Thursday 16 October 2008

I fear I to be unable such a thing do, Dave.

Learning a language is like digging a moat for your sandcastle, as the tide inexorably rises. Or maybe like gardening. It isn't enough to say "There, I've done that bit - now I can move on" - you must constantly revisit and renew your earlier endeavours, or they will be washed away, overgrown, lost like tears in the rain...

I have a pretty good facility for languages, I think. I don't know why - a memory for detail and vocabulary, decent ability to pick up accents, or simply enough interest to make it stick - but whatever the reason, it's something I struggle with less than most. Some years ago, during a very brief and somewhat abortive relationship with a lovely South African girl, I couldn't help trying to pick up a bit of Afrikaans as a courtesy.
The accent wasn't difficult - light on the tip of the tongue, heavy on the pharynx - and the grammar was the simplest I'd ever encountered (except perhaps Chinese), so it was good fun to throw new phrases I'd learned into conversation, and have the occasional slow, stuttering conversation in her native tongue.

As you can imagine, the opportunities to reprise my conversational Afrikaans have been somewhat scarce since then.
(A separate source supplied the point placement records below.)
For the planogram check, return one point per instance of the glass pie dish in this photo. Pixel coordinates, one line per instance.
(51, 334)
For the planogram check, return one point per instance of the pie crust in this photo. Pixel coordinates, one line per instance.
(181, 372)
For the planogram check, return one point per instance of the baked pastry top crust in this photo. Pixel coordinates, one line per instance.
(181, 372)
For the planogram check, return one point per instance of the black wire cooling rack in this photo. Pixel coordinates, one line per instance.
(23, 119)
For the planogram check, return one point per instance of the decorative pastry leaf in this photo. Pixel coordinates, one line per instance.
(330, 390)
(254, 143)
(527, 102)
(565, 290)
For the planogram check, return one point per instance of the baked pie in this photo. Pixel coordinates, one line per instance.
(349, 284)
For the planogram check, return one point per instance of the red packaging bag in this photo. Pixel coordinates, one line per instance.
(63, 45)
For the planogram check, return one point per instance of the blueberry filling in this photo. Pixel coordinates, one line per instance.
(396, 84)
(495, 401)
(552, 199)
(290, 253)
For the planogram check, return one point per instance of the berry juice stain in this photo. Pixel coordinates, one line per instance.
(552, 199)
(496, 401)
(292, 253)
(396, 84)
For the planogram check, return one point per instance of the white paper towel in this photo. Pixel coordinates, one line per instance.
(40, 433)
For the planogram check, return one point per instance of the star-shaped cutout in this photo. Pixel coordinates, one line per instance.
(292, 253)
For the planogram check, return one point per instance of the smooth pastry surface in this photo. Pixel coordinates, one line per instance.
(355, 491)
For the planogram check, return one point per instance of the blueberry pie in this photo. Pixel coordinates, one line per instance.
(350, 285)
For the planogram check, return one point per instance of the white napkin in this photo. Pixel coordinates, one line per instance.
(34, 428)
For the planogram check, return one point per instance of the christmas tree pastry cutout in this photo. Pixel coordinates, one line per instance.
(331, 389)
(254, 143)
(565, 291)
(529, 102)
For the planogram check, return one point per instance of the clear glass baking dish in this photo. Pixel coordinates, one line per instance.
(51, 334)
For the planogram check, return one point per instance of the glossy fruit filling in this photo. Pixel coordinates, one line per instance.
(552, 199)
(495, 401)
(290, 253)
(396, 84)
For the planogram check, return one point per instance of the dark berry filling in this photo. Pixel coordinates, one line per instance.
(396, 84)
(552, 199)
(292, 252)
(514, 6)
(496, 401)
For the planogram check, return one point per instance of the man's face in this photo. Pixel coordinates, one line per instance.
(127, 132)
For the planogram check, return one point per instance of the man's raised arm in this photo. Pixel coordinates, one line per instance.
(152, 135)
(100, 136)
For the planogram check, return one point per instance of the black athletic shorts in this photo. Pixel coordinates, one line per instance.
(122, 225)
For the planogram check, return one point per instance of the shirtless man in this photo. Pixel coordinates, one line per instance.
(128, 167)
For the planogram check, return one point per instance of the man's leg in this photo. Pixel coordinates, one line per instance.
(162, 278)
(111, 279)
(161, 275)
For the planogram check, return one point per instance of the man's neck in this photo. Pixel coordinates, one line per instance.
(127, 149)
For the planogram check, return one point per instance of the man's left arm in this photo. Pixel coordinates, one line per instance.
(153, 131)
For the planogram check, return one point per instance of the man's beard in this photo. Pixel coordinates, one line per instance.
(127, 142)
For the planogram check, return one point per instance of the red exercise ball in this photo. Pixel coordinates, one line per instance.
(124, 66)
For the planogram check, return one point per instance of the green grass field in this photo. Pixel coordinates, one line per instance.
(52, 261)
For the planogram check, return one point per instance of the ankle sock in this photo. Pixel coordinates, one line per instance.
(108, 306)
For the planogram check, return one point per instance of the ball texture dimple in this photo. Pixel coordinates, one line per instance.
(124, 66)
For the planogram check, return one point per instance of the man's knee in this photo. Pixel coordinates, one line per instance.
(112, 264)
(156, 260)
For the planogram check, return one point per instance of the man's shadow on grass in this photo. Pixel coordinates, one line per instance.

I didn't realise just how much of it I'd lost until someone offered to make me a cuppa tea. "Please", I wanted to respond, and perversely chose to do it in Afrikaans. Only... I couldn't remember the word!!
I mean, please, for goodness' sake! It's got to be one of the first ten words or phrases you learn in any language, and I was stumped. From having been able to understand and construct simple sentences, I suddenly had next-to-no vocabulary, just six years later.

The phrase I wanted (I remembered after a few moments) was Asseblief - roughly "if you please". And yet I had no problem recalling the phrase for I only speak a little - it's a pretty language, but I never use it. Obviously this phrase was one for which I'd had more use...

Human memory, of course, works nothing like a database. There are no convenient boxes in which to store information. There is no empty Tweetaalige Woordeboek (bilingual dictionary) waiting for you to indelibly inscribe it with every acquired transliteration.
Memory serves its purpose by retaining and reinforcing that which is used frequently, and slowly losing grip on that which is fleeting or trivial. The passage of memory from short-term, through its various stages, to long-term memory and (in the case of a skill like languages) into active process has been thoroughly researched by neuroscientists, linguists and tinkering hobbyist educational reformers for decades, and it all comes down to the three 'R's of learning:
  • Repetition
  • Redundancy
  • Repetition
(The above stolen from a Jhonen Vasquez comic about the spirit-crushing drudgery of state schooling, but I like it anyway.)

So it's about what you use, and how often you use it. You can even unlearn your native tongue through atrophy. I know of a man who moved from England to Germany in his early thirties. Now at 65, he is still in touch with his friends in England - but he finds he can only communicate, haltingly, over the phone. If he tries to write or email, he struggles with the English language. In a Firefox-esque feat, he now thinks in German, quite naturally, and struggles to do so in English.

I wonder: will I ever be that good at Japanese? If I work hard, and move over there someday then... well, why not?

The process of professional translation intrigues me; I find myself wondering, how does it work in their heads? Do they listen in one language, and then express it quite naturally in the other without any intervening explicit process? Or do they listen in one language, then switch their thinking to the other - donning a different thinking-cap, as it were - before trying to express the nebulous ideas and idiosyncracies in a natural fashion? I'm quite certain that it's possible to "think" natively in more than one language...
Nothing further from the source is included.